Rejection of ecumenism: It has come to my attention only today that a Presbyterian elder from Rev Ken Newell's church has apparently converted to Romanism. Where must part of the blame lie in this case? With his own minister, for Rev Newell has been long known as an ecumenist, and the journey from what he has been teaching to the errors of Rome has likely been a short one for his elder. Yet is this conversion likely to bar that same elder from participating in Presbyterian services? Probably not, for such practices are common in the Presbyterian Church, as they are in the Methodist and the Church of Ireland. The Free Presbyterian Church desires no union with Rome, but rejects it as the system of anti-christ (a fact some Free Presbyterian politicians would do well to remember when attending functions during the course of their duties!)

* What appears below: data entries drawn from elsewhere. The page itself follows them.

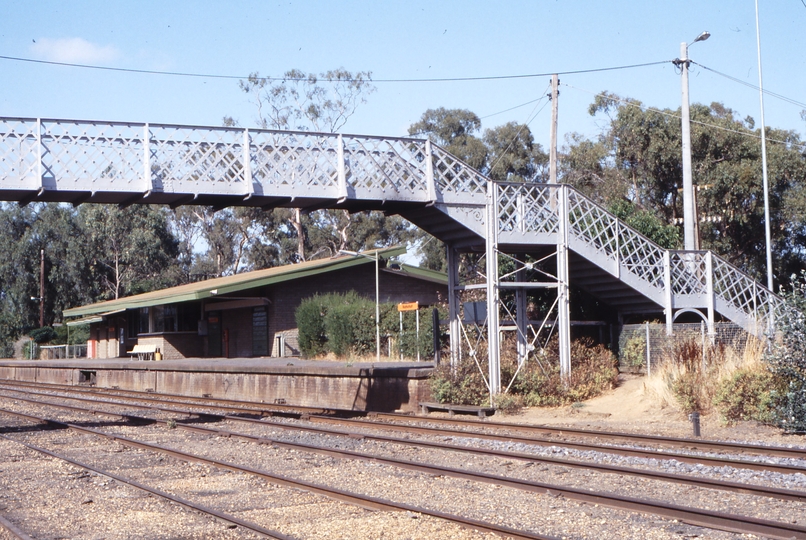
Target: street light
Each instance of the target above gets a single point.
(376, 257)
(690, 242)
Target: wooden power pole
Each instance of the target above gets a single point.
(41, 288)
(555, 83)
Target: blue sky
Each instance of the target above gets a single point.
(409, 39)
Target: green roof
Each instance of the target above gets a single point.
(248, 280)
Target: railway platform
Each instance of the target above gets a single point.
(360, 386)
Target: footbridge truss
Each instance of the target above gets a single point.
(78, 162)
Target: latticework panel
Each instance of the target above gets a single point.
(528, 208)
(393, 166)
(454, 176)
(75, 154)
(744, 293)
(198, 160)
(640, 256)
(18, 155)
(590, 222)
(688, 272)
(294, 160)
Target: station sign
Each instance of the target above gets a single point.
(408, 306)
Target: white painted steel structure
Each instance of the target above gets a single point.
(127, 163)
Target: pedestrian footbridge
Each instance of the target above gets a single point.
(76, 162)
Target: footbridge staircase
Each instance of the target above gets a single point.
(69, 161)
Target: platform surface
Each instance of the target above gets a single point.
(294, 366)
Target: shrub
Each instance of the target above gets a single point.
(749, 394)
(634, 352)
(538, 383)
(310, 316)
(45, 334)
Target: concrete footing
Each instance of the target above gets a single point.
(398, 386)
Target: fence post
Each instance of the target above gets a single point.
(648, 353)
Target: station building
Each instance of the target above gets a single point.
(250, 314)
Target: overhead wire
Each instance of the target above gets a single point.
(672, 115)
(530, 118)
(423, 80)
(753, 86)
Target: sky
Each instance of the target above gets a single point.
(409, 40)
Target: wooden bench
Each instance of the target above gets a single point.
(143, 352)
(482, 412)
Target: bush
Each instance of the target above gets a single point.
(749, 394)
(634, 353)
(344, 324)
(310, 316)
(787, 358)
(46, 334)
(538, 383)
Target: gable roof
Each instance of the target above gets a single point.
(249, 280)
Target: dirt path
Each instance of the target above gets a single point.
(632, 407)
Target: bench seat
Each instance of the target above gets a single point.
(481, 411)
(143, 352)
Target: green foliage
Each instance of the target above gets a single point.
(749, 394)
(686, 389)
(634, 352)
(310, 316)
(646, 223)
(787, 358)
(46, 334)
(637, 158)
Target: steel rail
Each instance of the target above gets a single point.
(13, 529)
(316, 412)
(223, 516)
(737, 487)
(693, 444)
(371, 503)
(695, 516)
(618, 450)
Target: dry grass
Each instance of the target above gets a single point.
(683, 381)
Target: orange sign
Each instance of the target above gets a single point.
(408, 306)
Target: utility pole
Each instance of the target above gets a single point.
(41, 288)
(689, 237)
(555, 83)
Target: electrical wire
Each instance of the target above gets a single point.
(753, 86)
(529, 120)
(240, 77)
(672, 115)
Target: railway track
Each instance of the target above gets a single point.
(690, 515)
(783, 494)
(492, 431)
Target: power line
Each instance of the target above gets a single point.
(753, 86)
(515, 107)
(239, 77)
(672, 115)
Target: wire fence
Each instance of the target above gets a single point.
(644, 346)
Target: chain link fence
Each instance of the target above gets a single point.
(644, 346)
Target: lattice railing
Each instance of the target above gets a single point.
(455, 176)
(528, 208)
(287, 159)
(688, 272)
(395, 165)
(746, 294)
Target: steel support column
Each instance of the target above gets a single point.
(563, 305)
(667, 290)
(709, 284)
(493, 345)
(521, 318)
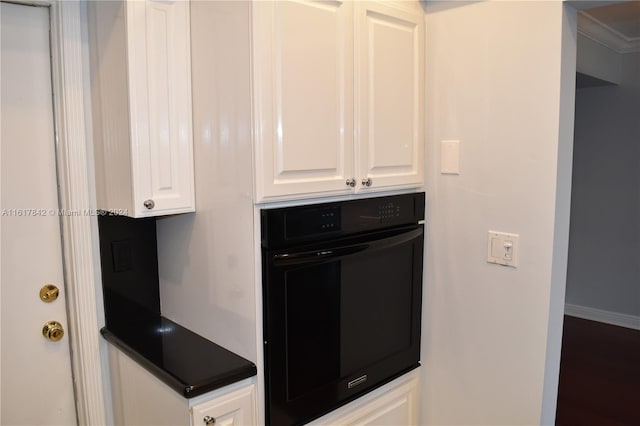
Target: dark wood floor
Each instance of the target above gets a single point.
(599, 375)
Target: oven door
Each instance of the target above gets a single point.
(341, 318)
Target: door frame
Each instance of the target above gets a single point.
(77, 195)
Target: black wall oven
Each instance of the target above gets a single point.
(342, 290)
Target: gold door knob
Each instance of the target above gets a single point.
(53, 331)
(49, 293)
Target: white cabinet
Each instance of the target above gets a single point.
(139, 398)
(395, 403)
(338, 97)
(235, 408)
(141, 94)
(391, 95)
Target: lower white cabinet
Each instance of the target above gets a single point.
(236, 408)
(394, 404)
(140, 398)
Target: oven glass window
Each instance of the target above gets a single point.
(346, 314)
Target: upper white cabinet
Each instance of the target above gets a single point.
(391, 96)
(338, 97)
(303, 96)
(141, 94)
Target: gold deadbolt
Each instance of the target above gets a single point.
(49, 293)
(53, 331)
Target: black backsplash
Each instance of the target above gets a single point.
(128, 256)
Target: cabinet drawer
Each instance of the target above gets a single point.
(233, 409)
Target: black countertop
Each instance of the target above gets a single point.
(185, 361)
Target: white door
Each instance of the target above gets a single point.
(391, 95)
(35, 372)
(303, 89)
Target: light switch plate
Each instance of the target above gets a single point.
(503, 248)
(450, 157)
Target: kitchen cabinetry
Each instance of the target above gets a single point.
(338, 97)
(235, 408)
(141, 94)
(139, 398)
(395, 403)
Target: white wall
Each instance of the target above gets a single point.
(206, 259)
(604, 271)
(498, 82)
(597, 60)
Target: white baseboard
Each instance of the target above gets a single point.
(593, 314)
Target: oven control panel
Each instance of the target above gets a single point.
(319, 221)
(389, 210)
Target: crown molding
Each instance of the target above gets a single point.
(602, 33)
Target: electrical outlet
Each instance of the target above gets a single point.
(503, 248)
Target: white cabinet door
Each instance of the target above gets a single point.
(390, 80)
(141, 84)
(303, 96)
(394, 404)
(233, 409)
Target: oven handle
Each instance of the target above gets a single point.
(316, 256)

Maintaining of Biblical standards: How many churches consider it a necessity for women to have their head covered? Yet it is clearly taught in Scripture. How many take any consideration of which version of the bible is used. How many will reject the modern styles of Christian music and seek a biblical form of worship, free from the influences of the world. How many believe that we ought to dress appropriately when we come to the house of the Lord. In all of questions the answer is very few. Whilst our standards have clearly slipped from those of past generations
(especially when we are out of the sight of our own minister at some other meeting), they are still to be seen to a greater extent than in most churches. Let us maintain, and reclaim those biblical standards.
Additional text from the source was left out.